U.S. housing prices will continue to fall well into next year, continuing to put pressure on an American economy that is struggling to sustain its recovery.

That is the view from Paul Dales, senior U.S. economist with Capital Economics.

“Most analysts expect prices to stop falling by the second half of this year — we believe they’re wrong,” Mr. Dales said Monday at the Capital Economic’s annual conference in Toronto.

Mr. Dales said that the excess of foreclosed homes set to be sold this year and next will likely push down prices by 5% by the end of 2011.

“If we are wrong, it is because we’re being too optimistic rather than pessimistic.”

Mr. Dales said further downside could stem from a vicious circle that has the potential to develop in the U.S. housing market this year. Such a scenario would involve falling prices coinciding with rising defaults, ongoing foreclosed sales and subsequently, even further price drops.

If that happens, said Mr. Dales, housing prices could fall by up to 20% from current levels.

But it is not all doom and gloom for U.S. housing. Mr. Dales points out that housing prices are currently as undervalued as they were overvalued during their peak several years ago.

“Against incomes, at no point in the last 35 years has housing looked so undervalued,” he said.

On top of that, U.S. housing has become incredibly affordable. Interest on principal mortgage payments on a median priced home purchased with a 20% down payment was US$670 a month, or just 13% of the median annual income last year. That is nearly half of the US$1200, or 25% of household income, seen at the peak.

But even given the low value and affordability of U.S. homes, Mr. Dales said four obstacles still prevent prices from increasing in the short-term. Those include high unemployment, low credit scores and tighter credit conditions, widespread negative equity and a diminishing desire to own homes in wake of the housing collapse.

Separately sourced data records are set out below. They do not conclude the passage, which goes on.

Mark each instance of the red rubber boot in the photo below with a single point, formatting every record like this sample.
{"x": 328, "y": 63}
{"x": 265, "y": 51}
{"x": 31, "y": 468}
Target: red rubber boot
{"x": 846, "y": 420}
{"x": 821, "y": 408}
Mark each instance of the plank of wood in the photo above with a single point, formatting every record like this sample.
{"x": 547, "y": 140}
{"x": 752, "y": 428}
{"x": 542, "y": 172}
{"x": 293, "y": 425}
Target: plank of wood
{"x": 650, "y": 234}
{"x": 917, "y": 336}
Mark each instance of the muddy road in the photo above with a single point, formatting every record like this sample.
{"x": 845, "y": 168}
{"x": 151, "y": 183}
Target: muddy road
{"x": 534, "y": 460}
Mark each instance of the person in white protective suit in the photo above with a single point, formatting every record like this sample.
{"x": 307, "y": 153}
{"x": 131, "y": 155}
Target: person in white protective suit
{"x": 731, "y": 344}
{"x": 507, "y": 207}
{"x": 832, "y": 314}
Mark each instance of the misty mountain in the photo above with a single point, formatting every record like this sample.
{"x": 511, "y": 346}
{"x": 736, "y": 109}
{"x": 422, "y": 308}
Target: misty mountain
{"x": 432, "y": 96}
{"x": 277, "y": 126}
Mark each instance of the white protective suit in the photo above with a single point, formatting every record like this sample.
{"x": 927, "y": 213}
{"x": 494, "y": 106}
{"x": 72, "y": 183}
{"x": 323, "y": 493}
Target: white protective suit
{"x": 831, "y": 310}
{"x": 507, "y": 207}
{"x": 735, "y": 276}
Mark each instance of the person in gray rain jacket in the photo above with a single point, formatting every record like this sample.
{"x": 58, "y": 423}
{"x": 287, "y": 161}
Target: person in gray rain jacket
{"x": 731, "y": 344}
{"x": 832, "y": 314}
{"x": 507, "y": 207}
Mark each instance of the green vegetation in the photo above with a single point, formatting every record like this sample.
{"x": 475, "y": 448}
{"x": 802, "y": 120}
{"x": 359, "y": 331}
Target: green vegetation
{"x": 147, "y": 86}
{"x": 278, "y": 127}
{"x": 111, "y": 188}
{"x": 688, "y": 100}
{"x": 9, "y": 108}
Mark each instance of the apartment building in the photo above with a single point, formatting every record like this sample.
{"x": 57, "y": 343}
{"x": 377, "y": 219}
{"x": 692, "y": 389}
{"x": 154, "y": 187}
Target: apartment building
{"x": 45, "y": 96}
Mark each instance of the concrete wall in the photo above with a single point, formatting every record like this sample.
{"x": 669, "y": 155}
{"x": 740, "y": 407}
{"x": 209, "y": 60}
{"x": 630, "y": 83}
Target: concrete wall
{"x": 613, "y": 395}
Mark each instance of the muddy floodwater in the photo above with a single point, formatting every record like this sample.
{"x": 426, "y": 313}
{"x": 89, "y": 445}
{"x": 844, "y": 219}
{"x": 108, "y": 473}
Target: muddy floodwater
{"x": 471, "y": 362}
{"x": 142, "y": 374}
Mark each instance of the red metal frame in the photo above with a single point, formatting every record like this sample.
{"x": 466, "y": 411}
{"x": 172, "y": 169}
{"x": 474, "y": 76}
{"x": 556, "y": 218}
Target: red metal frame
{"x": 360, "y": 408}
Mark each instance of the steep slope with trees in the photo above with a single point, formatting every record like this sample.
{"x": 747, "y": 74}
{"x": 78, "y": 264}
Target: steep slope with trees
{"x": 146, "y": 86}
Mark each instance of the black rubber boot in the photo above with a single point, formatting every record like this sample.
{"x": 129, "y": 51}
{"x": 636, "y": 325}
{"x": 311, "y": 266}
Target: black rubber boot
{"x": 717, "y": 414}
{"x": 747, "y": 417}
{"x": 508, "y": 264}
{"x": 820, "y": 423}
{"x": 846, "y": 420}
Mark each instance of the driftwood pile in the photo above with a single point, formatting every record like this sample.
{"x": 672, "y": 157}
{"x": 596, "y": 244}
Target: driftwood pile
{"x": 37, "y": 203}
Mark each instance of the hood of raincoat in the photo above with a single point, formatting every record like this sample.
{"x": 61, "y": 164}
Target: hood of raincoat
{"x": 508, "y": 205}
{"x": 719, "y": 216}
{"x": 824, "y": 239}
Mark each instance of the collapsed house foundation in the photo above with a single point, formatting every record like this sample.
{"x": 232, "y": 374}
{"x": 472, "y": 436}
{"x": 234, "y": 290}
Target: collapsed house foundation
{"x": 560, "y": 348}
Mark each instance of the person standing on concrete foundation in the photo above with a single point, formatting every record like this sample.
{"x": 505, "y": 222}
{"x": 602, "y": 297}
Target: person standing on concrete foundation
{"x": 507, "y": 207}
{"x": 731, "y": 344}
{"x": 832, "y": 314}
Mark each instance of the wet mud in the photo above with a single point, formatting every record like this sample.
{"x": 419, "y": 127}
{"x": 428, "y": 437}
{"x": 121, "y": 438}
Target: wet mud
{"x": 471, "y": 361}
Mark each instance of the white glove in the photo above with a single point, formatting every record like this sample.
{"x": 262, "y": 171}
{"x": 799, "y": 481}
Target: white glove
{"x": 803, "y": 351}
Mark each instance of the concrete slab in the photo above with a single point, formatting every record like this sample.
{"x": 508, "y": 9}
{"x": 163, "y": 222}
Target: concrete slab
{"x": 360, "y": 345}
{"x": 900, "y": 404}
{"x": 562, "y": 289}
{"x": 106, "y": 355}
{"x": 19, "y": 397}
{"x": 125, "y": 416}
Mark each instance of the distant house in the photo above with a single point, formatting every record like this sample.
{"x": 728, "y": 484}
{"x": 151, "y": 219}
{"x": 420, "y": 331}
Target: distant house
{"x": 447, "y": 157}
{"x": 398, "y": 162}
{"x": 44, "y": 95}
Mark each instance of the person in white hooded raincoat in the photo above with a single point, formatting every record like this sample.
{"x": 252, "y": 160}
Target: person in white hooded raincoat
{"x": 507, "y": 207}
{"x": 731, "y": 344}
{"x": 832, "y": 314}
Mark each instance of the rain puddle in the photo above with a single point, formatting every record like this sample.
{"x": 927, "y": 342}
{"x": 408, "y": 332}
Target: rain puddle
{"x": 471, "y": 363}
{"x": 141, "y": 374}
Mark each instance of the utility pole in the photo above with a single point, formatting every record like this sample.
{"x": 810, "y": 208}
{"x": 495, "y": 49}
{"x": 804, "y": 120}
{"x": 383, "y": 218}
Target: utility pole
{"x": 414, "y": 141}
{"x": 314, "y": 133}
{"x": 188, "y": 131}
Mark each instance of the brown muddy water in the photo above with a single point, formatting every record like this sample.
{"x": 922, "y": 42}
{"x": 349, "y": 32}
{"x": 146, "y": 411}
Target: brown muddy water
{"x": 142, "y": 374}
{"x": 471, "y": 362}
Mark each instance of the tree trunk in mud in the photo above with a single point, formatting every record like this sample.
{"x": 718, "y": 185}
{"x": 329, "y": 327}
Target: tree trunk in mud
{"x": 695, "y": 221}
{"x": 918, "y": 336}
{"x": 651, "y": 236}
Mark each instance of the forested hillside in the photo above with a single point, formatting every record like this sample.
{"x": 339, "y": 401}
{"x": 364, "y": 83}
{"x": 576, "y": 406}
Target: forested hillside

Negative equity in particular was a concern, given that about a quarter of all U.S. homeowners had mortgages that were worth more than their homes — leaving 11 million households in the U.S. underwater.

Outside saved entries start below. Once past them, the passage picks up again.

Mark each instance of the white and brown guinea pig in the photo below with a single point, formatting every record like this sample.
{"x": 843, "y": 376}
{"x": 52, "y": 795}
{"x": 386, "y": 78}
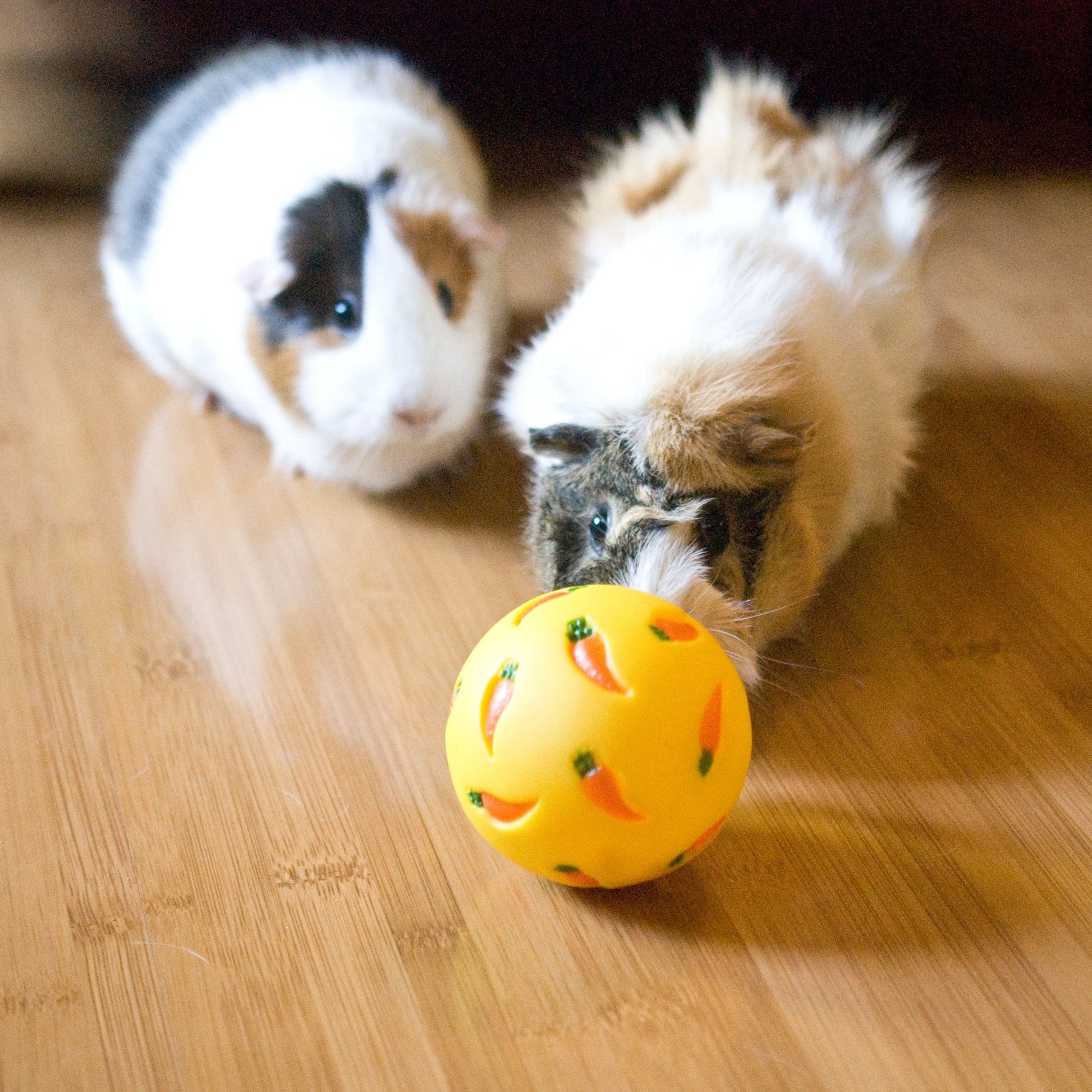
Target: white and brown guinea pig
{"x": 728, "y": 398}
{"x": 303, "y": 233}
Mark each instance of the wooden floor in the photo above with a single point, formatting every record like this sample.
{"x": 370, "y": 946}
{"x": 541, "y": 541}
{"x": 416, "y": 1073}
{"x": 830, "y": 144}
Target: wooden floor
{"x": 231, "y": 856}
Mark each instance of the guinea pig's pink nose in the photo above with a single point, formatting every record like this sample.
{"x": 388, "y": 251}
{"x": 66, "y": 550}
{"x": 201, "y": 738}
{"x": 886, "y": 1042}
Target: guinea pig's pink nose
{"x": 419, "y": 416}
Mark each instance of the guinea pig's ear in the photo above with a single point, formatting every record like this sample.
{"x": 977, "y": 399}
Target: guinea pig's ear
{"x": 264, "y": 278}
{"x": 564, "y": 444}
{"x": 742, "y": 448}
{"x": 480, "y": 232}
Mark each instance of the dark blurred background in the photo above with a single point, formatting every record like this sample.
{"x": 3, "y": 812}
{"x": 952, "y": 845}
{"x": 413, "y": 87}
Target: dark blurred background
{"x": 983, "y": 84}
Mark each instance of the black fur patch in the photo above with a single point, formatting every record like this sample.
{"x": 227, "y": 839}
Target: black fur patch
{"x": 323, "y": 241}
{"x": 180, "y": 118}
{"x": 566, "y": 499}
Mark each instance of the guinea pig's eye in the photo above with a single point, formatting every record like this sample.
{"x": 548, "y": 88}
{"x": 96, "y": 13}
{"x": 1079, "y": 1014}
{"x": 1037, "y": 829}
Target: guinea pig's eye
{"x": 598, "y": 529}
{"x": 447, "y": 301}
{"x": 345, "y": 313}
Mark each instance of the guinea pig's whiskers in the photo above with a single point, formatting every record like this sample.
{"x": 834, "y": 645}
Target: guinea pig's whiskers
{"x": 735, "y": 637}
{"x": 763, "y": 614}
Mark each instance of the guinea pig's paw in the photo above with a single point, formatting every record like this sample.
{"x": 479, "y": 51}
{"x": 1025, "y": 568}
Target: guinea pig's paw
{"x": 202, "y": 401}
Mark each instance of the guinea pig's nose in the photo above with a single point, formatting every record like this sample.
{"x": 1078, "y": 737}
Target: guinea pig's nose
{"x": 419, "y": 416}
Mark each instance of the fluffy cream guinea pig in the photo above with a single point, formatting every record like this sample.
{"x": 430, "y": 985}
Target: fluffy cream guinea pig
{"x": 728, "y": 396}
{"x": 303, "y": 234}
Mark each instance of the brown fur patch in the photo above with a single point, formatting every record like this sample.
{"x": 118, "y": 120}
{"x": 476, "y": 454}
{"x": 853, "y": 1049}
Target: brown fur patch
{"x": 780, "y": 121}
{"x": 638, "y": 199}
{"x": 280, "y": 366}
{"x": 442, "y": 254}
{"x": 699, "y": 435}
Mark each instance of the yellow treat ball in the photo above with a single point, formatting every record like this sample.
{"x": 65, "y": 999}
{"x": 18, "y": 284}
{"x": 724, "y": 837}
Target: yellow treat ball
{"x": 599, "y": 736}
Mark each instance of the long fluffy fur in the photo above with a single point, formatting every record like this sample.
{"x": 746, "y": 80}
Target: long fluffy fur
{"x": 749, "y": 322}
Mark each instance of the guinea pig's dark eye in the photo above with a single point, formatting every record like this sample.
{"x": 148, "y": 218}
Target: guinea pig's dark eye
{"x": 714, "y": 527}
{"x": 345, "y": 314}
{"x": 598, "y": 529}
{"x": 447, "y": 301}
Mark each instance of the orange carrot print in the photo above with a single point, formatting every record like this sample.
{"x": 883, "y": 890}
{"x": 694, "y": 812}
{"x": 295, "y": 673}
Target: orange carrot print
{"x": 575, "y": 877}
{"x": 498, "y": 695}
{"x": 601, "y": 787}
{"x": 709, "y": 735}
{"x": 496, "y": 809}
{"x": 669, "y": 629}
{"x": 541, "y": 601}
{"x": 590, "y": 654}
{"x": 704, "y": 840}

That leaves a large pool of potential foreclosed homes hanging over the market, something Mr. Dales points out could continue to add fuel to distressed home sales, which are keeping prices depressed.

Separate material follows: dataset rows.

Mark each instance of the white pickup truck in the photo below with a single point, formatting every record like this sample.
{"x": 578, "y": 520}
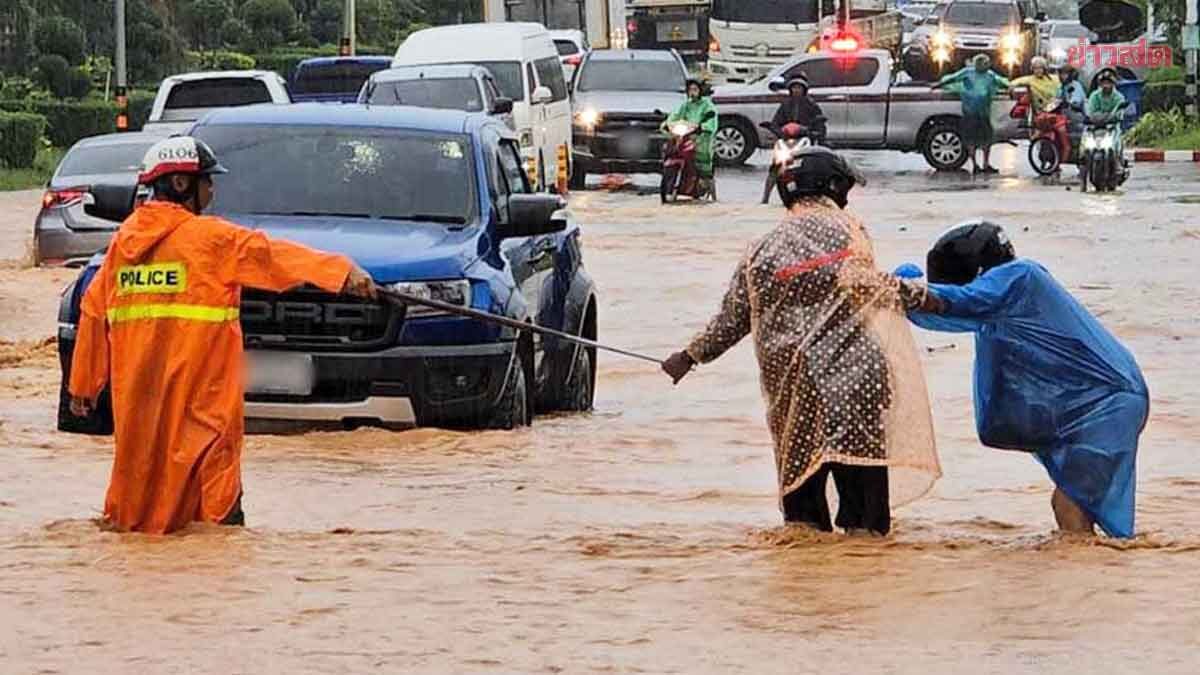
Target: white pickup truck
{"x": 184, "y": 99}
{"x": 864, "y": 108}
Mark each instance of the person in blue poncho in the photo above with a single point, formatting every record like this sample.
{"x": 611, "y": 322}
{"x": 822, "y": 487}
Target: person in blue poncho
{"x": 1048, "y": 377}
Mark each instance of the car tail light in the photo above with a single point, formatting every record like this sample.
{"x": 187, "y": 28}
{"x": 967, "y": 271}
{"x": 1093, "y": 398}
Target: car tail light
{"x": 64, "y": 197}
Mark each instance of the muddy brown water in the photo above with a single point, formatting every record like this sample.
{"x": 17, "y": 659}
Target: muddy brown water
{"x": 642, "y": 537}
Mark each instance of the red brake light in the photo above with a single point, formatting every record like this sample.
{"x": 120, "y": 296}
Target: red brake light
{"x": 63, "y": 197}
{"x": 844, "y": 43}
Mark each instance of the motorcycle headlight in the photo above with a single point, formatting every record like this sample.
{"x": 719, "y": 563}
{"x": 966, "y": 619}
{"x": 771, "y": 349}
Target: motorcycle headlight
{"x": 456, "y": 292}
{"x": 587, "y": 118}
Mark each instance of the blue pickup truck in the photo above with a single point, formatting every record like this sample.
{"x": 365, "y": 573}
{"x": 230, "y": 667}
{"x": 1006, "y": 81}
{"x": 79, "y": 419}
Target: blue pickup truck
{"x": 430, "y": 202}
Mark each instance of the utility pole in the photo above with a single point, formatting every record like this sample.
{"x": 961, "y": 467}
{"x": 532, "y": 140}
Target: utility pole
{"x": 1191, "y": 45}
{"x": 348, "y": 36}
{"x": 123, "y": 102}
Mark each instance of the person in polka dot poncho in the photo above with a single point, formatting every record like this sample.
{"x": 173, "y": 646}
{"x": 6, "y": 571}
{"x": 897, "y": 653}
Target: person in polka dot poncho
{"x": 844, "y": 387}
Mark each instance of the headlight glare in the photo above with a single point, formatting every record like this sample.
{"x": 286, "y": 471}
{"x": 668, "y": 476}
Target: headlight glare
{"x": 456, "y": 292}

“Forty per cent of all existing sales were distressed sales [last year], and this is particularly devastating for prices, as the bank is willing to offload the properties at any cost,” he said.

As for when there might be a light at the end of the tunnel, Mr. Dales looks to a 5-10 year time frame to when U.S. home prices could move back toward fair value.

“In answer to my original question, whether there is any light at the end of the U.S. housing market — there is, but unfortunately the moment, it still looks rather dim.”